Moon's advantage comes from HeapString(Vec<u8>) (48 bytes overhead) vs Redis's robj + SDS chain (~64-80 bytes overhead). TTL is packed as a 4-byte delta inside CompactEntry at zero extra cost, while Redis allocates a separate 24-byte dictEntry per expiring key.

Baseline RSS¶

Server	RSS
Redis 8.6.1	7.0 MB
Moon (1 shard)	7.0 MB
Moon (12 shards)	15.7 MB

Throughput¶

Single-shard SET (pipeline=16, 50 clients)¶

Value size	Redis SET/s	Moon SET/s	Ratio
32 B	1,298,701	1,754,386	1.35x
256 B	1,219,512	1,639,344	1.34x
1,024 B	1,010,101	1,030,928	1.02x
4,096 B	540,541	571,429	1.06x

Multi-shard peak throughput¶

Config	Moon	Redis	Ratio
8-shard GET p=16 c=50	2.60M	1.41M	1.84x
8-shard SET p=16 c=50	2.52M	1.27M	1.99x
4-shard GET p=64 c=50	3.79M	2.41M	1.57x

CPU efficiency¶

Pipeline	Redis CPU	Moon CPU	Redis RPS	Moon RPS	RPS ratio
p=1	97.2%	91.1%	169K	148K	0.87x
p=8	100.0%	3.3%	1.14M	1.11M	0.97x
p=16	100.0%	1.9%	1.95M	1.97M	1.01x
p=64	43.9%	1.9%	2.42M	4.13M	1.71x

At pipeline=64, Moon delivers 1.71x the throughput of Redis while using 23x less CPU.
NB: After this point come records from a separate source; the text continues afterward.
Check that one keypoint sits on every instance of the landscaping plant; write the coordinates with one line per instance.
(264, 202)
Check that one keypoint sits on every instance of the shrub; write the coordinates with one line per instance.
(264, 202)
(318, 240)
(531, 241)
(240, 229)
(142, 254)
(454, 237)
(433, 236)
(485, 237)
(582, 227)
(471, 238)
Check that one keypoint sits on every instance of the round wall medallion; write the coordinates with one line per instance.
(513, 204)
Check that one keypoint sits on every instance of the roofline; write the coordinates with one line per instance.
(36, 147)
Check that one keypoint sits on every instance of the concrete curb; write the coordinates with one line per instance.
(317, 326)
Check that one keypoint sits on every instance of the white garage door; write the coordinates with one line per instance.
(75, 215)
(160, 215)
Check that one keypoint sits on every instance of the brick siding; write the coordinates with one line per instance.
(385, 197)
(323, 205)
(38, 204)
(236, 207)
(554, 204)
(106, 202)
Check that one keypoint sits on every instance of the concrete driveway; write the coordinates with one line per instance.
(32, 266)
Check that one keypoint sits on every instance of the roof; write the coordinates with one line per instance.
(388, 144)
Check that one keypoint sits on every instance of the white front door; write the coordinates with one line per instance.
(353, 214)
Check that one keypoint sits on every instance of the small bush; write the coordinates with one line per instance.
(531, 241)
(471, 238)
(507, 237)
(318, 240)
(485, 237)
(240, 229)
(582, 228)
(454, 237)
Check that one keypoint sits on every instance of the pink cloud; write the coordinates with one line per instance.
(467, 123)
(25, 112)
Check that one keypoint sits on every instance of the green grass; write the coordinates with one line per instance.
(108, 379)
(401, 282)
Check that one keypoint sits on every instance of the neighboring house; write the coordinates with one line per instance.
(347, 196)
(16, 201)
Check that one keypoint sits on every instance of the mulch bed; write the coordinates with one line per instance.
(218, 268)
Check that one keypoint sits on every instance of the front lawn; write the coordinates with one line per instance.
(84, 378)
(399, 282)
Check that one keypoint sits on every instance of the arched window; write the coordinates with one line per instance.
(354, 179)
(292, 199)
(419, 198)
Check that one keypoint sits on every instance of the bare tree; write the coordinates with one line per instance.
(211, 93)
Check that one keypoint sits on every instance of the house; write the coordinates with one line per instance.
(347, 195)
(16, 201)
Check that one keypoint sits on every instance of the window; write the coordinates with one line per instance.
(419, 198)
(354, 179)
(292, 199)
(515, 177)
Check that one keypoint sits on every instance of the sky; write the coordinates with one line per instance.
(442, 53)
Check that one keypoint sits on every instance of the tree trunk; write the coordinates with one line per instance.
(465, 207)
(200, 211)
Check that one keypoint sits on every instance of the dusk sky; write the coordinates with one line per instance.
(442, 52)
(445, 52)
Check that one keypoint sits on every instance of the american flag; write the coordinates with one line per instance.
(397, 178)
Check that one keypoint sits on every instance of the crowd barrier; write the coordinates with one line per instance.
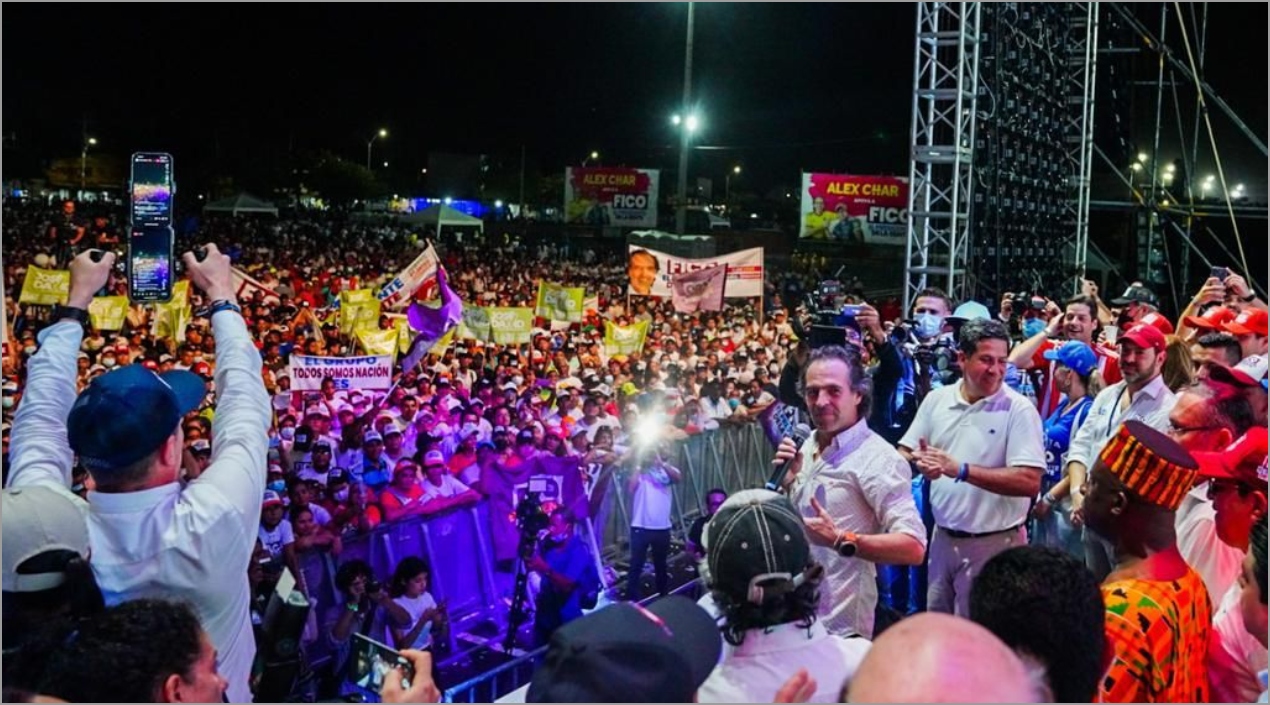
(459, 546)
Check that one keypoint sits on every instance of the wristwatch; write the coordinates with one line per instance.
(846, 544)
(70, 313)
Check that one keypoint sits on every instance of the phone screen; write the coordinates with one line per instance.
(150, 263)
(372, 662)
(153, 188)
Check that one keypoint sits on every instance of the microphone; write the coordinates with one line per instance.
(802, 432)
Persistence (AOF) performance¶

Pipeline	Moon SET/s	vs Redis (no AOF)	vs Redis (AOF everysec)
p=1	146K	0.95x	0.95x
p=8	1,117K	1.68x	1.68x
p=16	1,887K	1.90x	2.21x
p=64	2,778K	1.80x	2.75x

Note

Moon's per-shard WAL avoids the global serialization point that Redis's single AOF file introduces. The advantage grows with pipeline depth because per-shard WAL scales linearly with shards.

Latency¶

Metric	Redis	Moon	Improvement
p50 latency (8-shard)	0.26-0.33 ms	0.031 ms	8-10x lower

Multi-core parallelism reduces per-shard queue depth, so the median request sees less waiting time.
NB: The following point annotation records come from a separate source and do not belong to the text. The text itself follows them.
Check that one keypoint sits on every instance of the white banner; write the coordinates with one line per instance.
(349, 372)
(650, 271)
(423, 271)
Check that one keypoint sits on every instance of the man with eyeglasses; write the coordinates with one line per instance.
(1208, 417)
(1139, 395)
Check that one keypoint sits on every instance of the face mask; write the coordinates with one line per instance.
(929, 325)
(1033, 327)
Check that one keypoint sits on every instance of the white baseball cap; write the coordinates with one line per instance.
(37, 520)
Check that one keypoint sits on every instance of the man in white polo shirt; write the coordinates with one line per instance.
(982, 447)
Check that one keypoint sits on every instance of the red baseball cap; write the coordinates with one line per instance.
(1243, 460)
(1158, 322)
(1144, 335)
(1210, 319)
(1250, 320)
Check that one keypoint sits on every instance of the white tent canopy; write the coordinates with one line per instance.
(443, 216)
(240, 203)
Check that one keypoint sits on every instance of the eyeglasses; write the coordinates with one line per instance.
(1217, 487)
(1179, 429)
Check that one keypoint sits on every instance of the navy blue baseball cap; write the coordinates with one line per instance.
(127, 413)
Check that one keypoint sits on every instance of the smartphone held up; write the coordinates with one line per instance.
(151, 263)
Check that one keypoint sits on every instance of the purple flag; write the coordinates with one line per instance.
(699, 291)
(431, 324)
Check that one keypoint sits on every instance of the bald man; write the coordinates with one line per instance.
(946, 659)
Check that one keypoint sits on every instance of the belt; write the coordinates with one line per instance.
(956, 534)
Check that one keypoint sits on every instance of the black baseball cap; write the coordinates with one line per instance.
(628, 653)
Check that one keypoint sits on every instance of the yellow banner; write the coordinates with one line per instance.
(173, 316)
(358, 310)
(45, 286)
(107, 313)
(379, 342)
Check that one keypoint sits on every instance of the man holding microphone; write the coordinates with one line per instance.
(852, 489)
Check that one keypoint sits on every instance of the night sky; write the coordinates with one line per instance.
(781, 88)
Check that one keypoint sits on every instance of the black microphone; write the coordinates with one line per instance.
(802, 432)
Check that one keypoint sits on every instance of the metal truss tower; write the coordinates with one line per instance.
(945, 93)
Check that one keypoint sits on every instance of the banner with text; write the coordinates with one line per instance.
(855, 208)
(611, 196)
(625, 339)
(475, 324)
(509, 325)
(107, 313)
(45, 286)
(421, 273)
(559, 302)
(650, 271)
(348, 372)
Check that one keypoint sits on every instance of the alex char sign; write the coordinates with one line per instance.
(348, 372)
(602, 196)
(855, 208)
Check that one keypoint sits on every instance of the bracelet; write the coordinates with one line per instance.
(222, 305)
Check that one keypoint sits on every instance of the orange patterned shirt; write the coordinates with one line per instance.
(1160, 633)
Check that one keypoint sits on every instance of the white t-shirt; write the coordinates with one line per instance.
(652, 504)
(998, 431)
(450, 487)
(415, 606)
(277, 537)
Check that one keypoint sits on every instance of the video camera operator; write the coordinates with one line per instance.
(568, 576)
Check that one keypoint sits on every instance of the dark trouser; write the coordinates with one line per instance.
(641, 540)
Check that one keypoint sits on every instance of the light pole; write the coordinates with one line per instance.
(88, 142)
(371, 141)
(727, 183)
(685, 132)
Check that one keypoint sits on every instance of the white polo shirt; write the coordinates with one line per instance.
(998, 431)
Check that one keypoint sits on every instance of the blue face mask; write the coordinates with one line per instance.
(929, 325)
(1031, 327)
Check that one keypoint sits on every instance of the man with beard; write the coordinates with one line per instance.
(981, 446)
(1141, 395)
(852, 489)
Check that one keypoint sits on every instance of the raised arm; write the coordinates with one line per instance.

Production workload patterns¶

Scenario	Description	Moon vs Redis
Session store	80% GET / 15% SET, 512B values	1.24x
Rate limiting	INCR with 100-200 clients	1.15x
Leaderboard	ZADD + ZRANGEBYSCORE	1.06-1.25x
App caching	1KB-4KB values, MSET batch	1.10-1.27x
Job queue	LPUSH/RPOP producer-consumer	1.06x
User profiles	HSET, HGET	1.10x

How to reproduce¶

# Build with native CPU optimizations
RUSTFLAGS="-C target-cpu=native" cargo build --release

# Memory and CPU benchmark
./scripts/bench-resources.sh --shards 1

# Production workload scenarios
./scripts/bench-production.sh --shards 1

# Multi-shard scaling
./scripts/bench-production.sh --shards 4
./scripts/bench-production.sh --shards 8

# Data consistency tests
./scripts/test-consistency.sh --shards 1
./scripts/test-consistency.sh --shards 4

Warning

Co-located benchmarks (client and server on the same machine) are conservative. Separate-machine benchmarks with dedicated NICs show higher throughput. Always use redis-benchmark -r <num_keys> to generate unique keys. Use redis-benchmark 8.x which correctly handles \r in progress output.